Banderas en julio

Francia

Es tradición que los primeros días de julio los ciclistas empiecen a pedalear en el Tour de Francia, que es la carrera por excelencia. Francia es un gran país, con una tremenda historia y una riquísima aportación a la ciencia y la filosofía, a la política y el derecho o a las costumbres y la cultura de Occidente. Desde el electromagnetismo de Ampère y las leyes de Gay-Lussac o Foucault a los descubrimientos de Pasteur o Marie Curie; desde el principio de la división de poderes de Montesquieu a los códigos napoleónicos o al impulso fundacional de la Unión Europea; desde los dramaturgos neoclásicos, como Racine, Corneille o Molière, a las cumbres realistas de Stendhal, Balzac y Flaubert; desde la configuración del olimpismo moderno de Coubertin a la competición de tenis de Roland Garros o la celebración del Tour.
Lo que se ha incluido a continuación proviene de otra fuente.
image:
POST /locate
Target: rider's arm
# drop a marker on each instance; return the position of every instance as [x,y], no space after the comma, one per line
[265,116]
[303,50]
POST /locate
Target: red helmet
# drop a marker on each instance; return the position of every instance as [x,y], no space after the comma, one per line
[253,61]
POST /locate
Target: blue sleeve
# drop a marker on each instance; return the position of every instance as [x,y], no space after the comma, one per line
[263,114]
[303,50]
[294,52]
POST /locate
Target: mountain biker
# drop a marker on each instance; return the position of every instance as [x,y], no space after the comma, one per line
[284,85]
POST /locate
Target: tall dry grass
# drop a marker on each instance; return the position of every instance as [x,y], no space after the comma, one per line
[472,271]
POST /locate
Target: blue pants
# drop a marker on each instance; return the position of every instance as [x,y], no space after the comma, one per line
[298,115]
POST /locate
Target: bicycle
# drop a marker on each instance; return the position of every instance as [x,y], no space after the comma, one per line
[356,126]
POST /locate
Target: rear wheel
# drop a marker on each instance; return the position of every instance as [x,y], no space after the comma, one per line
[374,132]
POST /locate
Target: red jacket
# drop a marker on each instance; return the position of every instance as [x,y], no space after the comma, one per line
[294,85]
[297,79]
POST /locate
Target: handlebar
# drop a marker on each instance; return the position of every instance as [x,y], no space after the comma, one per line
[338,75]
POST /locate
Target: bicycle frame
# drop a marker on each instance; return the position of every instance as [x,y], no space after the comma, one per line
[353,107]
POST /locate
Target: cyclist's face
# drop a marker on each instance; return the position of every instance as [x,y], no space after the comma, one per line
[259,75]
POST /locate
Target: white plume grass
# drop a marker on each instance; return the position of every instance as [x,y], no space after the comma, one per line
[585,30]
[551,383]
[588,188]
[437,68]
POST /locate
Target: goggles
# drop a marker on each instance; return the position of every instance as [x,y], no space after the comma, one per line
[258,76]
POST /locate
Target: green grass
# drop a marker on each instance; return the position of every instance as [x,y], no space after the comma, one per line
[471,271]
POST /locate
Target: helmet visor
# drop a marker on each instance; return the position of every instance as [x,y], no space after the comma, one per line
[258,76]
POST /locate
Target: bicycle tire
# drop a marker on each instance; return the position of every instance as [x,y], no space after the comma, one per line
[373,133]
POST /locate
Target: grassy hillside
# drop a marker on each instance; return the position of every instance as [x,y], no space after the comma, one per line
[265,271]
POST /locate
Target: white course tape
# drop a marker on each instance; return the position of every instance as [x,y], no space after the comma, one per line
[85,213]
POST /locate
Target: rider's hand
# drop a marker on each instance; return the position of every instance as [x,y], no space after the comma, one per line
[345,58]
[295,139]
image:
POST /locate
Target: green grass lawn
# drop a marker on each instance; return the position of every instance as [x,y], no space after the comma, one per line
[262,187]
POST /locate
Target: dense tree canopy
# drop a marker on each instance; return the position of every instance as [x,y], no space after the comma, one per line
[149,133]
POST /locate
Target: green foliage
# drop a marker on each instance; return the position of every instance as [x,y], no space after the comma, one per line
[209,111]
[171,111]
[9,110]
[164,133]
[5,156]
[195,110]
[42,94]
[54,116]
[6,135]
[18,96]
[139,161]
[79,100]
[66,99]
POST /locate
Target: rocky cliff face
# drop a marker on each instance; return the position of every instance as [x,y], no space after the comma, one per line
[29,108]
Pero este año en Francia no están pendientes de la ruta ciclista, de los rodadores flamencos, los velocistas británicos o los campeones eslovenos. Este mes de julio los franceses vuelven a sufrir el vandalismo y el saqueo de una parte de su población inmigrante, principalmente de origen magrebí y de religión musulmana, que, atacando los edificios públicos y quemando la bandera de la revolución, evidencian que no han sido capaces de integrarse en la sociedad liberal capitalista, en los principios de libertad e igualdad, en definitiva, en la democracia. Más allá de las importantes algaradas de estos días que como ocurrió en 2005 se terminarán controlando, el problema es que, igual que el país vecino contribuyó al desarrollo de Europa y de la moderna sociedad occidental con aportaciones como las antes referidas, también ha sido pionero en la introducción de un tipo de emigración que no solo no acepta, sino que combate nuestro arquetipo social, político y cultural. Siendo entonces el problema de Francia un problema de toda Europa, mal haremos en no considerarlo como tal; eso sí, fijándonos en los muchos errores que han cometido allí.

Pero volvamos al Tour, que hoy ya rueda por tierras francesas, y que durante tres días han acogido en el País Vasco; con mucho entusiasmo, sí, pero también con la habitual exhibición de catetismo. ¡Qué cansinos con el repertorio de banderas y de signos independentistas! Junto a los miles y miles de ikurriñas, que restregaban a ciclistas procedentes de cualquier sitio, se han exhibido numerosas esteladas catalanas y hasta las antiguas pancartas de los presos vascos, que ya me dirán si no resultan anacrónicas después del claudicante movimiento centrípeto del ministro Marlaska.

Y de esta reivindicación inoportuna y chabacana no podemos echar la culpa a los franceses: ellos nos han traído el escenario del Tour, pero la deslealtad y la desafección con nuestro país la han puesto y la ponen siempre compatriotas que no proceden precisamente de fuera de la piel de toro. Todos esos cuneteros gritones con cortes de pelo imposibles e indumentaria de montañeros (cuanto daño ha hecho la ropa del Decathlon a la clásica y sobria elegancia de las ciudades vascas) no auguran un futuro prometedor para el desarrollo y el disfrute de las libertades democráticas en un país unido y cohesionado.

Esa es la realidad: nada bueno pueden aportar a España los que están convencidos que no forman parte de ella y que, decidiendo que su historia empieza en los albores del siglo XX, adoptan símbolos importados y renuncian a los que representan las gestas y hazañas de una patria común. Esa es la realidad: no pierden la ocasión de televisar al mundo su odio y su rencor hacia quienes les acogen democráticamente sin ni siquiera exigirles que pidan perdón por sus delitos de sedición y malversación o por sus horribles crímenes terroristas. Y esta es la realidad, aunque el presidente Sánchez no quiera reconocerla; hacerse acompañar de todos ellos, que es la única manera que tendría de renovar su mandato, no es bueno para nuestro país, aunque lo sea para él.